O cenário é teatral, mais
adequado a uma tragédia grega do que a uma comédia. Os tons são sóbrios e a
cena se desenrola em dois planos: o maior, em que atores se situam como
plateia, e um plano central, onde personagens conduzem o espetáculo, sentados
numa longa mesa. A dúvida logo surge: o que se desenrola neste palco é mesmo
uma tragédia? Nas tragédias gregas, o destino é traçado e o herói sofre sem
culpa.
No caso em análise, o
julgamento de Dilma Rousseff pelo Senado Federal, pode-se pensar que existem
muitos elementos trágicos, em que a heroína é acusada de crime de
responsabilidade. Como em toda tragédia, a peça conta a história de uma
heroína, uma pessoa que ascendeu ao lugar mais alto de uma república. Os juízes
também são qualificados. Enquanto o júri numa comédia grega era constituído por
pessoas da plateia, na tragédia os juízes são nobres.
Quando, porém, se acompanha
com mais cuidado o desenrolar da peça, logo se percebe que algo diferente
acontece. Estaremos diante de uma tragédia ou de uma comédia? Na comédia, há um
duelo verbal, com a participação do coro. No intervalo, o coro retira as
máscaras e define suas posições. Filha bastarda da comédia, a farsa se
caracteriza por um espetáculo cênico que adquire aspectos circenses. Nada é o
que parece. Nem julgamento real, nem acusações. Só as máscaras dos personagens
permanecem fixadas às faces.
Assim se desenrola o teatro
do impeachment. Todos querem manter a máscara da seriedade, de um julgamento
justo e baseado em evidências e indícios. Mas a farsa se apresenta,
especialmente quando a personagem acusadora tira a sua máscara perante todos e
afirma que ganhou dinheiro, um total de 45 mil reais, para fazer a denúncia, e
ganhou de um partido adversário da presidente. Caos? Julgamento suspenso? Nada
disso. Mantendo as máscaras bem afiveladas às faces, todos retomam seus lugares
no teatro. O julgamento deve prosseguir.
Nova interrupção. Juízes em
apoio à acusada, afirmam que o julgamento é uma farsa para um golpe
parlamentar. Golpe? Quem falou esta palavra no meio do teatro? Um senador
ameaça impedir: "aqui não se fala esta palavra". Outros o acompanham:
isto não é um golpe, é o teatro do impeachment. "É importante que a
população entenda que estamos envolvidos num julgamento sério", um
terceiro afirma. Técnicos convidados a subir ao palco se sucedem, em busca das
provas a favor e contra a heroína. Mas não há provas. Dívidas foram pagas, leis
e decretos foram abonados pelo TCU e pelo próprio Congresso.

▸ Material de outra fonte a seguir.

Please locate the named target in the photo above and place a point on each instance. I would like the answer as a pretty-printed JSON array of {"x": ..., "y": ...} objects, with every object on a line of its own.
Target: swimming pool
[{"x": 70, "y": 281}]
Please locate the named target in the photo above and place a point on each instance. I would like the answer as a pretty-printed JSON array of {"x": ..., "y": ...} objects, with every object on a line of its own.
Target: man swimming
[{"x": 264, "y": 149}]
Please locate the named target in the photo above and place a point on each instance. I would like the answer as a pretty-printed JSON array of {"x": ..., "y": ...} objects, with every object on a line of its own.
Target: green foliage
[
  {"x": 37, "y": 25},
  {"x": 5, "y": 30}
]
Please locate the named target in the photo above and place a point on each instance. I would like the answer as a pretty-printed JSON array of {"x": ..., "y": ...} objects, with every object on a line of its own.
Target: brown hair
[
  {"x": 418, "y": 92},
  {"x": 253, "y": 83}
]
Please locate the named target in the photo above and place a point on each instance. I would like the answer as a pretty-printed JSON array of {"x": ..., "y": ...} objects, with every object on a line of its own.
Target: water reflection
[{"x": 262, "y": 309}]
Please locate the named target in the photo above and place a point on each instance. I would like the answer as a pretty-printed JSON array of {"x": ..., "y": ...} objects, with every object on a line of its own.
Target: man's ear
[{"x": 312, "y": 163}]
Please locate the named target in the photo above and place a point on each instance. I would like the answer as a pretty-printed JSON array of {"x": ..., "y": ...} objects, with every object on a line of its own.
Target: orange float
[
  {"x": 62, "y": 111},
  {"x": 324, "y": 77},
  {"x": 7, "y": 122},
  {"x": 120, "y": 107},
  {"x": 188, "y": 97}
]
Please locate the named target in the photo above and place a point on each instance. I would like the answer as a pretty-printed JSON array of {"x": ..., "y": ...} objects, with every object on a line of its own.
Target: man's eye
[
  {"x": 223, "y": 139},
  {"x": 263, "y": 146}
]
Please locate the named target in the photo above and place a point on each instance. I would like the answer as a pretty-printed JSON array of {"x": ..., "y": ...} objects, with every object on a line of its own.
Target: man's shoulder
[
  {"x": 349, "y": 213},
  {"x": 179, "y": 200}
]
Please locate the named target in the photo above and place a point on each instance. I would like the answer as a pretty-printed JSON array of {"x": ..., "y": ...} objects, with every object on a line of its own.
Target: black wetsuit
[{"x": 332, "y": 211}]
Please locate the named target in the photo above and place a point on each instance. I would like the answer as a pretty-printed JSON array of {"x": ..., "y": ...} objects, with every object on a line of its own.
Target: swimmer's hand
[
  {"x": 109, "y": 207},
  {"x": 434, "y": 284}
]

A peça enfrenta um impasse.
Faltam provas. Ela não tem culpa de nada, diz um jurista convidado. Logo, outro
juiz senador inventa a expressão mágica: ela deve ser condenada "pelo
conjunto da obra". Uma obra política da qual muitos ali sentados
participaram também, como aliados.
Mas a farsa deve continuar
até o último ato. A heroína deve compreender que quem chega ao topo paga um
preço muito alto para ali ficar. Muitos anos antes, no ano 44 antes de Cristo,
um guerreiro sentiu o gosto da traição dos amigos e pagou com a vida por
enfrentá-los. Caio Júlio Cesar, chefe militar e senador, foi assassinado por 60
membros do Senado, que o acusaram de governar de forma autoritária. Cercado por
eles, Cesar caiu ao chão e todos o esfaquearam. Teve tempo para uma última
frase: "até tu, Brutus?" César foi morto por haver desprezado a
opinião dos seus adversários. Supõe-se que seus assassinos não tinham apenas
motivos políticos, como também agiram por inveja e orgulho ferido.
A farsa no Senado brasileiro
não terminará em sangue, mas a frase de César poderia se aplicar a muitos
senadores. E se serve de consolo, a morte de César precipitou o fim da
República, pegando os assassinos de surpresa. E Roma se tornou imperial um ano
depois, com o apoio do povo contra os aristocratas que mataram o tribuno.